Uit deze vergelijking tussen het opgegeven aantal uur door de onderaannemers en de interne productieoverzichten is gebleken dat [naam Thuiszorg] meer zorguren heeft opgegeven dan dat er in werkelijkheid door de onderaannemers zijn gemaakt. Daarnaast zijn door [naam Thuiszorg] voor onderaannemer [naam onderaannemer] zorguren opgegeven aan Agis onder een andere code (Begeleiding Groep in plaats van Begeleiding Individueel) dan waarvoor [naam Thuiszorg] een contract had met Agis. [naam Thuiszorg] heeft deze uren dus omgekat.
Op grond van het voorgaande en de in bijlage II opgenomen bewijsmiddelen kan naar het oordeel van de rechtbank worden bewezen dat verdachte zich schuldig heeft gemaakt aan feitelijk leidinggeven aan oplichting van Agis (feit 1), omdat Agis is bewogen tot afgifte van te hoge voorschotten. Bovendien ligt het in de rede dat op basis van nacalculatie ook aan [naam Thuiszorg] aan het einde van het jaar geldbedragen zijn uitgekeerd, aangezien er werd bevoorschot op tachtig procent. Dit lijkt ook te volgen uit de jaarstukken (D-217-4, p. 3545). Het CAK heeft de betalingsopdrachten van Agis weliswaar uitgevoerd, maar was niet zelfstandig bevoegd om de hoogte daarvan te bepalen. Agis had de beschikkingsmacht over dit geld. Om die reden wordt verdachte vrijgesproken van oplichting van het CAK. Verdachte heeft zich aan feitelijk leidinggeven aan oplichting van Agis schuldig
kunnenmaken door feitelijk leiding te geven aan het plegen van valsheid in geschrift. Hij heeft namelijk de realisatieformats over de jaren 2008, 2009 en 2010 vervalst (feit 2) en daarna ingediend bij Agis (feit 3). Tegenover de ten onrechte gedeclareerde uren stonden geen feitelijke kosten. Hierdoor had [naam Thuiszorg] een hoge winst die door verdachte is gebruikt om aan zichzelf en aan zijn vrouw een buitensporig salaris toe te kennen, waardoor verdachte zich heeft schuldig gemaakt aan feitelijk leidinggeven aan gewoontewitwassen (feit 4). De rechtbank beperkt zich ten aanzien van de hoogte van het witwasbedrag tot de salariëring en laat – anders dan de officier van justitie – de geldstromen van en naar Zorghotel [naam zorghotel] buiten beschouwing. Het strafrechtelijk onderzoek heeft zich immers expliciet niet toegespitst op ‘ [naam zorghotel] als onderaannemer’ en de onderzoekswensen van de verdediging zijn ook in dat licht beoordeeld, waardoor de rechtbank in het kader van een eerlijk proces geen consequenties verbindt aan het feit dat een deel van de omzet van [naam Thuiszorg] uiteindelijk lijkt te zijn vermengd met het vermogen van [naam zorghotel] .

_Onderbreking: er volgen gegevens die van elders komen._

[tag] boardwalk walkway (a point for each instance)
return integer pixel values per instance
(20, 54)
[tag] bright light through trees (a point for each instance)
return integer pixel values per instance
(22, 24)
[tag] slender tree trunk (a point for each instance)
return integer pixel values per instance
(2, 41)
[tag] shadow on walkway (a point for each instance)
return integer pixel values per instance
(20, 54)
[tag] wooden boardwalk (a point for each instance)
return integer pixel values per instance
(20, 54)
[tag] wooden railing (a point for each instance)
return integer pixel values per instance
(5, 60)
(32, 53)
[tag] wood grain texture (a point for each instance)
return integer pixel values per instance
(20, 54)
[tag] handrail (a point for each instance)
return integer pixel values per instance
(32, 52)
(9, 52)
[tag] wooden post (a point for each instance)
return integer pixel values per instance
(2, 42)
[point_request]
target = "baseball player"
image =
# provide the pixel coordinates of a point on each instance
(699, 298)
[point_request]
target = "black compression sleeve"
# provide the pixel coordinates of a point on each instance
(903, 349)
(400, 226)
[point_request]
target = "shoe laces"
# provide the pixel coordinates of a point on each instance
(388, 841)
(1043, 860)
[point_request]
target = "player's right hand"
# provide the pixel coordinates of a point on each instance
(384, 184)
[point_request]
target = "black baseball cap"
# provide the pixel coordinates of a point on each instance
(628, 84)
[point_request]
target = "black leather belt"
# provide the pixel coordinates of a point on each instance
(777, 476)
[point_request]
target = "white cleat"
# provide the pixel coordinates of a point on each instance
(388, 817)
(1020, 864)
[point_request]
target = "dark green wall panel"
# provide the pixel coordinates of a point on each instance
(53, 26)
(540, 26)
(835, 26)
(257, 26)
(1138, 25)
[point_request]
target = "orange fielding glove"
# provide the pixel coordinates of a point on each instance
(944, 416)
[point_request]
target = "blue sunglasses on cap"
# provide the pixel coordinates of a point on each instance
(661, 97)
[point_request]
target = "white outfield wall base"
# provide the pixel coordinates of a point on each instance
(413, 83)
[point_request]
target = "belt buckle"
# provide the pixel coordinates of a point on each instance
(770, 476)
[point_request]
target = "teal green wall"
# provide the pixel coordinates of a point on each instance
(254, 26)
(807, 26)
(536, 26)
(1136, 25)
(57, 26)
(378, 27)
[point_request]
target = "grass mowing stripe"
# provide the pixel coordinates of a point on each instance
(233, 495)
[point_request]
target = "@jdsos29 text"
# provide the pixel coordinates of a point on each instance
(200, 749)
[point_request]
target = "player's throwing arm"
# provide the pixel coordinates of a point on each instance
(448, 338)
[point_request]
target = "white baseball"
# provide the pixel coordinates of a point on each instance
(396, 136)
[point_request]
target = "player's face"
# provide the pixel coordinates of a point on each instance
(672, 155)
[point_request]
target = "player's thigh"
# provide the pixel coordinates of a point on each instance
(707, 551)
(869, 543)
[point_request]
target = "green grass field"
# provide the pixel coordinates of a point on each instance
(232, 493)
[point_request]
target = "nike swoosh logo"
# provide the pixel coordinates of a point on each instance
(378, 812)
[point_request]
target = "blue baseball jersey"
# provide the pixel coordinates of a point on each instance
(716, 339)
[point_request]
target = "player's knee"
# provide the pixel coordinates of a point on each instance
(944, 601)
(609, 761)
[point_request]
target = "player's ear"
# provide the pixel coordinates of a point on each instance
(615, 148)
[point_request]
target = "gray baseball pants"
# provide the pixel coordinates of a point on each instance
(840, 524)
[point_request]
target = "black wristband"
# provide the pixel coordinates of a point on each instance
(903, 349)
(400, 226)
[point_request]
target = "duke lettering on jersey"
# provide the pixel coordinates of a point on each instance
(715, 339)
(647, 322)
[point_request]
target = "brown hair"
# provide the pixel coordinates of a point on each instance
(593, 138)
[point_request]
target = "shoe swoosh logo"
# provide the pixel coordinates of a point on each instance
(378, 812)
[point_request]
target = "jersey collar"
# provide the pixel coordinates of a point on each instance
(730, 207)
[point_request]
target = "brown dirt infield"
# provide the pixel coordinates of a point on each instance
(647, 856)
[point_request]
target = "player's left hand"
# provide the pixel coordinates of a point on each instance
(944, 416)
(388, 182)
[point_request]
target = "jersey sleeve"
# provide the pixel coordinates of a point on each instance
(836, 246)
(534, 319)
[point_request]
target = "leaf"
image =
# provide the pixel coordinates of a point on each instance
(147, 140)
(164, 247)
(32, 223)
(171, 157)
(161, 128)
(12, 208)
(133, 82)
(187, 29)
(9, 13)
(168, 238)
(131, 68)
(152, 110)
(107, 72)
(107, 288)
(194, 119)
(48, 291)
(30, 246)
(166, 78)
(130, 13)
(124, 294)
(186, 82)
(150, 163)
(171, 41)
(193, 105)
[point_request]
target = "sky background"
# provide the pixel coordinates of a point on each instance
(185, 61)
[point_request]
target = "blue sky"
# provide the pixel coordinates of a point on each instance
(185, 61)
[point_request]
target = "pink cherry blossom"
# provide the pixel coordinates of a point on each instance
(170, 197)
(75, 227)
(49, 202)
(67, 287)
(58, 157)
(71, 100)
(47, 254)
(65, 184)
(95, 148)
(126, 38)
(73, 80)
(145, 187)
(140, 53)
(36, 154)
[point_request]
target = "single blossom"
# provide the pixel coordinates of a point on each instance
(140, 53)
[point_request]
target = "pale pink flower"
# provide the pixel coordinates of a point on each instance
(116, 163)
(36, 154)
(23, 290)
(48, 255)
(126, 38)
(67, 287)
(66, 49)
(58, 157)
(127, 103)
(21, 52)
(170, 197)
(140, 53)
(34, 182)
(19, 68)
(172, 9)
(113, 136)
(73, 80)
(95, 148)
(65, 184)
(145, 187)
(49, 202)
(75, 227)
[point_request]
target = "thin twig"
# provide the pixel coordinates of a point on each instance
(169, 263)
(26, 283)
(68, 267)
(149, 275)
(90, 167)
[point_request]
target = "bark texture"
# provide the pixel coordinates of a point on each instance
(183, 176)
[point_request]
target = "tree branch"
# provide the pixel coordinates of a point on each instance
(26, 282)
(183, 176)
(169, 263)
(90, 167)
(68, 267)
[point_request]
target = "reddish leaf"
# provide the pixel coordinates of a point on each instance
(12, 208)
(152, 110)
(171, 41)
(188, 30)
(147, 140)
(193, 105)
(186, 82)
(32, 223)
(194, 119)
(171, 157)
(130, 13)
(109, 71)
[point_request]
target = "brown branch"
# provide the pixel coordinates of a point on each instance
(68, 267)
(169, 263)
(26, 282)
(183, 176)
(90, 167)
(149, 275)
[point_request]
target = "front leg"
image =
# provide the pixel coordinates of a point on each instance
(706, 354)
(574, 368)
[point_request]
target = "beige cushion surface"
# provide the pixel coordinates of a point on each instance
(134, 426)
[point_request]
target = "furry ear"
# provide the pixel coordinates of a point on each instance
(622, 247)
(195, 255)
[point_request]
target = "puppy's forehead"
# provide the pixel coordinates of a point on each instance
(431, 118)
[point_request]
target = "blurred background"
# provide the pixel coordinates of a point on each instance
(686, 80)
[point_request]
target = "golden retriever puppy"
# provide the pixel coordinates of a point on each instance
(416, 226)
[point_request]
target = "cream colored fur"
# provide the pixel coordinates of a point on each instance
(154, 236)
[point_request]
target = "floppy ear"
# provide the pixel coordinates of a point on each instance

Voornoemde feiten heeft verdachte gepleegd in de periode van 1 januari 2008 tot en met 19 november 2010, en niet zoals door de verdediging is bepleit tot 1 januari 2010. Op 19 november 2010 is het bedrijf [naam Thuiszorg] immers overgenomen door [naam directeur] waardoor op dat moment het bestuur formeel en feitelijk is overgegaan. Dat partijen overeenkomen dat bepaalde rechten en verplichtingen met terugwerkende kracht in- of overgaan, doet aan deze strafrechtelijke werkelijkheid niets af.